Fall back to BTreeMap
It should be clear that we cannot treat hash maps as a solved problem just because we use SipHash. In fact, SipHash is entirely insufficient to solve the problem. My first suggestion is thus to stop trying to make the hasher secure, and instead fall back to BTreeMap when nonlinear behaviour is detected.
This guarantees a minimum level of performance regardless of the capabilities of the attacker, and allows usage of a faster hashing algorithm by default. Hash maps should get faster by default as a result. This does not prevent having to consider the issue, since the fallback is costly and must be rare, but this is an easier problem than entirely securing the hash map.
Use a hash map without problematic blowup, or less affected by it
Java solves this problem by using a hash map with chaining and converting large buckets to tree maps. This mitigates the impact of degradation, but does not seem to allow using contiguous hash maps by default.
As far as I am aware, the blowup cannot be resolved by moving to another common form of open addressing, although quadratic probing would be significantly less affected by some of these attacks. Chaining alone also defeats the attacks given here, but still requires a secure hash and fails with attackers with more capabilities.

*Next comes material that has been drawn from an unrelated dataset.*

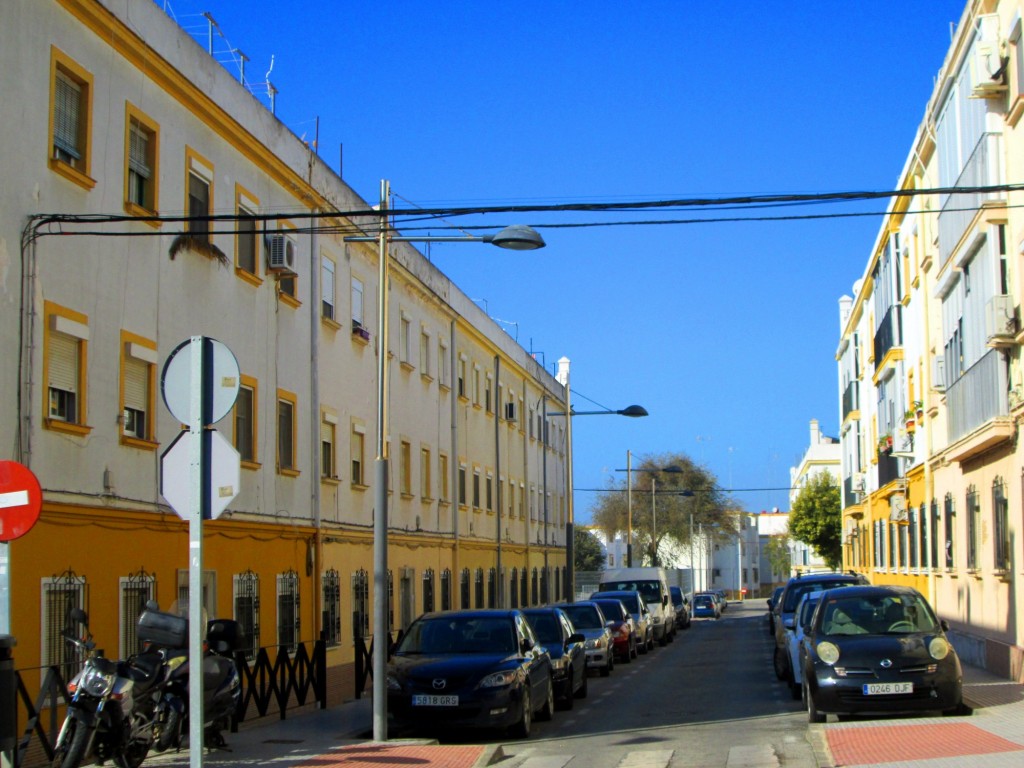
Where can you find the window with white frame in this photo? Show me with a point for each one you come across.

Use different seeds for each hash map
Pull requests #31356 (closed) and #33318 (merged) first proposed incrementing the thread local seed for each hash map. This was later removed when no threat model was seen, but would prevent both attacks listed here.
This still allows attacks when hash maps are reused.
Randomize iteration order
I am not sure how one would randomize iteration order efficiently. However, it should solve the problem unless hashes are exposed through other means.
Ignore the problem
Given that Rust went so far as to use SipHash, quadratic blowup on code as simple as fst.extend(snd) seems too extreme to ignore.